Seung is preparing. Now that he’s proven himself there’s no reason he can’t succeed with Aviva. One morning during the vacation he takes the train to the city and visits a particular market in Chinatown, where he buys a supplement promised to increase potency. He mixes the foul-tasting herb with a cup of green tea every morning. And he refrains from masturbating. Whatever will give him a little advantage. His erections torment him at night, hard and unsubsiding. Sterne says he calls out in his sleep.

“What did I say?”

“You talked about the high dive. You said, ‘the competition.’ ‘I’ll break my back,’ you said.”

Sterne looks away in the morning when Seung dresses, pretending not to notice. Seung keeps well under the table in class, wears long sweaters under his blazer even though the weather has grown warm. He begins to be confident
that he will possess Aviva soon. After that, the other times will be like false starts at a race; now the whistle will blow and he will blaze out from the wall and claim his victory.

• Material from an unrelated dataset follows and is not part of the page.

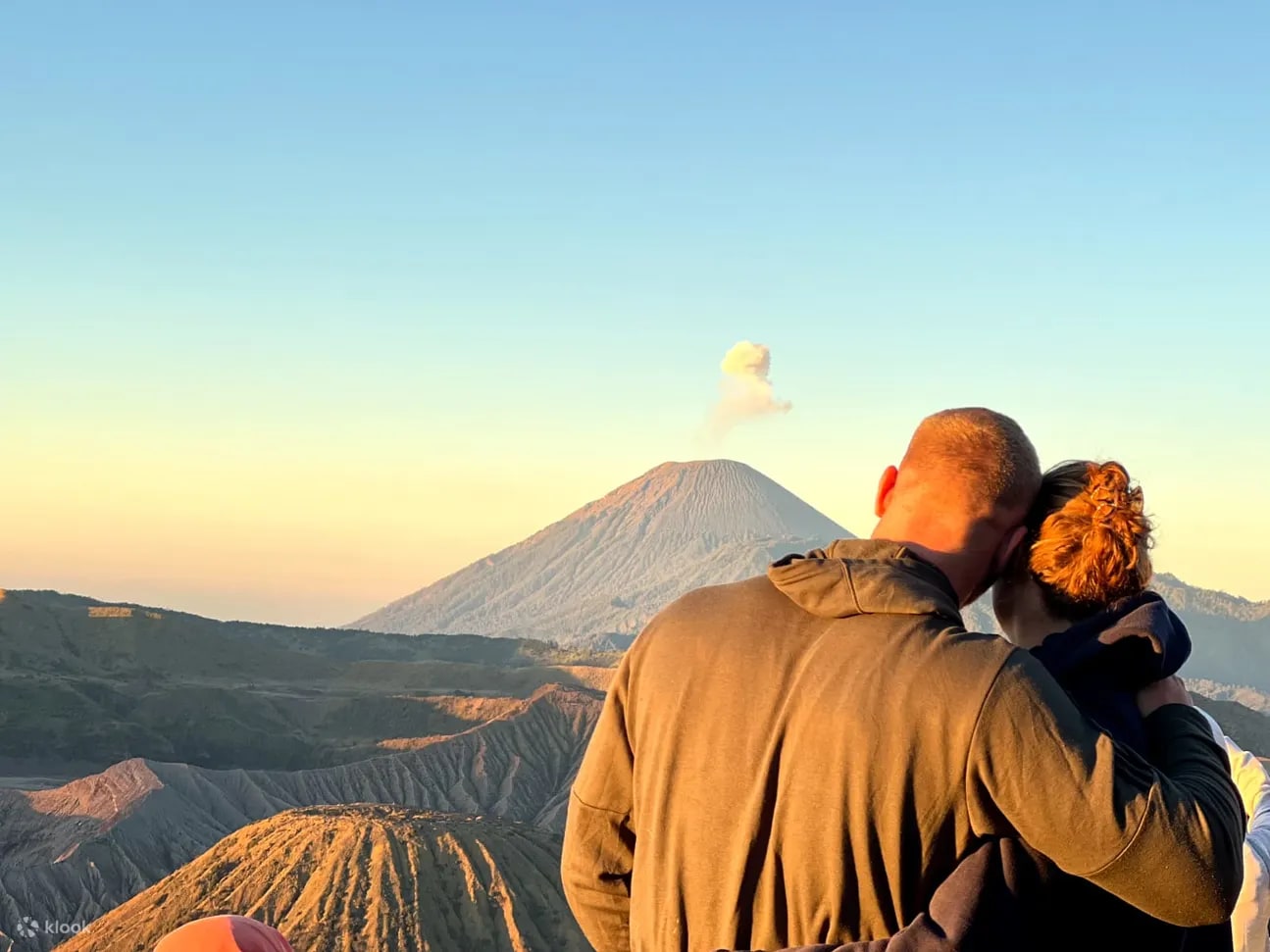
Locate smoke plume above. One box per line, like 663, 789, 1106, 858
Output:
709, 340, 793, 440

During the second week of May, Aviva’s roommate has to go home to Maine for her grandmother’s funeral. And Seung and Aviva decide that he will come to her room. They’ve never done this before. It’s more dangerous—Hiram faces two other dorms where students come frequently in and out, and Aviva’s not sure that Carlyle and Lena will make sentries as good as Sterne and Giddings. But perhaps a change of place will be what they need. His room is full of their failures.

The day is pleasant and mild, the dormitories hold a leftover chill. After the year’s traffic the linoleum floors are scuffed, the stairwell walls smudged with handprints and pen marks. Aviva waits in her room, uneasy. Her room is smaller and older than Seung’s, shabbier. The one window leaks a wan light over her roommate’s bed. Aviva has never done anything to decorate her own side of the room. Her roommate has a corkboard tacked with snapshots of her friends: on a beach, on skis, making faces. Aviva’s wall is bare. She has one framed photo of her parents and brother on top of her dresser, taken when they went to the Dominican Republic the winter before last. Marshall is propping up the tail of a gigantic iguana. Their father is warily holding the head. Aviva, between them, supports the belly. She remembers that it felt smooth and hard and cool. Their mother stands to the side, gazing at the group rather than
at the camera, as if she is analyzing the scene for an upcoming lecture. A barefoot man on the beach had come up to them with the iguana, offering to take their picture with it for twenty pesos.

Seung slides into the room silently, nodding his reassurance:
No problem.
The door clicks quietly behind him. He is bursting, afraid he will not be able to wait, afraid he will touch her too roughly. When they kiss he counts the seconds to steady himself. He is like a monk meditating under torture, following his breath to keep his mind clear and sovereign. He rolls Aviva onto her back and kisses her neck and belly. She turns her face away, trying not to think. He puts his mouth between her legs. He’s done this a couple of times before, but she always stops him after a while: it’s hurting, she’ll say. She’s wondered if something is wrong with her, that she can’t come this way, only with herself, with her hands or her thoughts. She tugs a little at his hair, to signal that she wants him to come back up, but he ignores her.